İmam Ahmed ile Îbnu'l-Cevzî'ye göre ise, bu kelimenin buradaki anlamı yardım talebi için uzanan eldir. Bu mânâya göre söz konusu şahıs Resûl-i Ekrem'e ailesinin malını sorumsuzca harcadığını ve yardım talebi için uzatılan hiçbir eli çevirmediğini şikayet etmek istemiştir. Bu görüşte olan ilim adamlarına göre bu kelimeye başka türlü bir mânâ vermek doğ­ru değildir. Fakat Kadı Iyad ile Ebû't-Tîyb cömertliğin mendub olduğu dolayısıyla Resûl-i Ekrem’in cömertliğinden dolayı bir kadını boşamayı kocasına emretmeyeceği gerekçesiyle bu görüşü reddetmiştir. İmam Gazâlî'nin verdiği birinci manayı tercih etmiştir.

 

İmam Ahmed'e ve taraftarlarına göre …. sözüyle zina kast edilmesi mümkün değildir.
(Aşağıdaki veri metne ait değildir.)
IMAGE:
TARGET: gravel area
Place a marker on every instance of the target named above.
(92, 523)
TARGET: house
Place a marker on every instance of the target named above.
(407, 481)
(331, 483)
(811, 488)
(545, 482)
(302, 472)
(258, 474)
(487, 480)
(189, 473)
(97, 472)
Çünkü Resûl-i Ekrem'in bir kimseye fahişe bir kadın’ı nikâhının altında tutmaya devam etmesini emretmesi düşünülemez. İmam Ahmed (r.a.)'in bu görüşü: -Eğer sözü geçen adam karısının hiçbir dilencinin isteğini reddetmediğini şikâyet etmesk isteseydi, Biri yerine … tabirini kullanırdı. Çünkü dilenci kelimesi "iâmis" kelimesiyle değil, "mültemisi" kelimesiyle ifâde edilir. "Lâmis" kelimesi ise, zinâkar anlamına gelir, ayrıca cömertlik iyi bir huydur. Hiçbir kadın cömertliğinden dolayı cezalandırılamaz. Çünkü bu kadın ya kendi malın­dan harcayarak cömertlikte bulunmuştur ya da kocasının malından harca­mıştır. Bunun her ikisi de meşrudur. Bu tâbirle zina veya zinaya götüren hareketler kastedilmişse, o zaman ona düşen, karısını boşamak değildir. Çünkü boşamayı gerektiren zina suçu henüz ispatlanmış değildir. Şimdilik ona düşen o kadını yalnız başına bırakmamak ve bu türlü iğrenç davranışlarına imkân vermemektir. Bununla beraber Resûl-i Ekrem ona ihtiyacen o kadını boşamasını tavsiye etmişse de adamın karısından ayrılmaya ta­hammülü olmadığını, binaenaleyh boşaması halinde daha da tehlikeli du­rumların ortaya çıkacağını anlayarak nikâhı altında tutmasına izin ver­miştir. [Süneni-Nesâî, VI, 67 (Sindî'nin ta'liki).]